Away from the PICO session, several other talks provided some insights into global approaches in flood forecasting.  Demargne presented work in France on hydrologic ensembles based on convection-permitting precipitation nowcasts for flash flood warning.  The new system, called Vigicrues Flash, follows major flooding which occurred in France in 2010 resulting in 24 casualties and 1350 people being evacuated.  Parry presented work on data availability, limitations, and the impact of observational uncertainty for operational flood forecasting in Scotland. Finally, Dottori gave an interesting talk on satellites, tweets, forecasts and the future of flood disaster management where the use of social media is being trialled to verify flood forecasting where no data exists.

For more information on our EGU presentation on research with the University of Dundee and SEPA, please read the recent HEPEX article on ‘public perceptions of flood warnings in Scotland.

Improving Disaster Management in Ghana

Michael Clark, Assistant Resilience Consultant from RAB, reports on efforts being made to improve disaster management in the West African country of Ghana.

In June 2015, significant flooding in Ghana led to the loss of many lives in Accra.  Four days of rainfall across the region resulted in many parts of the town being inundated by flood waters.  The flooding followed 185mm of rain in a single day – more than the average rainfall for the month.

Reports on the scale of the disaster state that Ghana’s Fire Service reported that a fire started at a bus station and then spread to a nearby gas station, causing an explosion which killed many people taking refuge from the flooding.


Flooding in Accra, Ghana (Source: Africa Media Agency)

Since then, the National Disaster Management Organisation (NADMO) have been taking steps to reduce the risk of future flooding.  Actions include educating members of the public about responding to the potential threat of flooding and removal of illegal structures built within waterways which had a key role in the 2015 floods.

Afri-Gate is a project led by the Bournemouth University Disaster Management Centre (BUDMC) and supported by RAB Consultants that aims to build resilience to both natural and man-made disasters in West Africa.  The initial phase of the project is currently identifying where there are challenges for disaster management in Ghana and will direct the second phase of the project which seeks to address how to manage and build the resilience of communities to a broad range of hazards including flooding.

I’ve recently returned from a trip to Accra to understand the disaster management and resilience structure in Ghana. I witnessed first-hand the huge strides being made by NADMO in establishing a robust disaster management structure and the credible steps taken towards more focus on disaster risk reduction through the establishment of a flood early warning system.
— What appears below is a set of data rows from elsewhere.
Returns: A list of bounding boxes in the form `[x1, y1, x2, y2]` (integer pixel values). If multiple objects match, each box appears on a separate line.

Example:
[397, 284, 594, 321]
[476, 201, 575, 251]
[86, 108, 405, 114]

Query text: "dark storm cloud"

Michael Clark is a Resilience Consultant with RAB in Durham.  Michael has worked in international development and was previously based in the city of Kumasi for five years with Thrive Africa.

It is anticipated that the first phase of the Afri-Gate project will conclude with a series of workshops later in 2017 where I’ll return to Accra along with colleagues from the research team at BUDMC in support of improved flood and disaster risk management.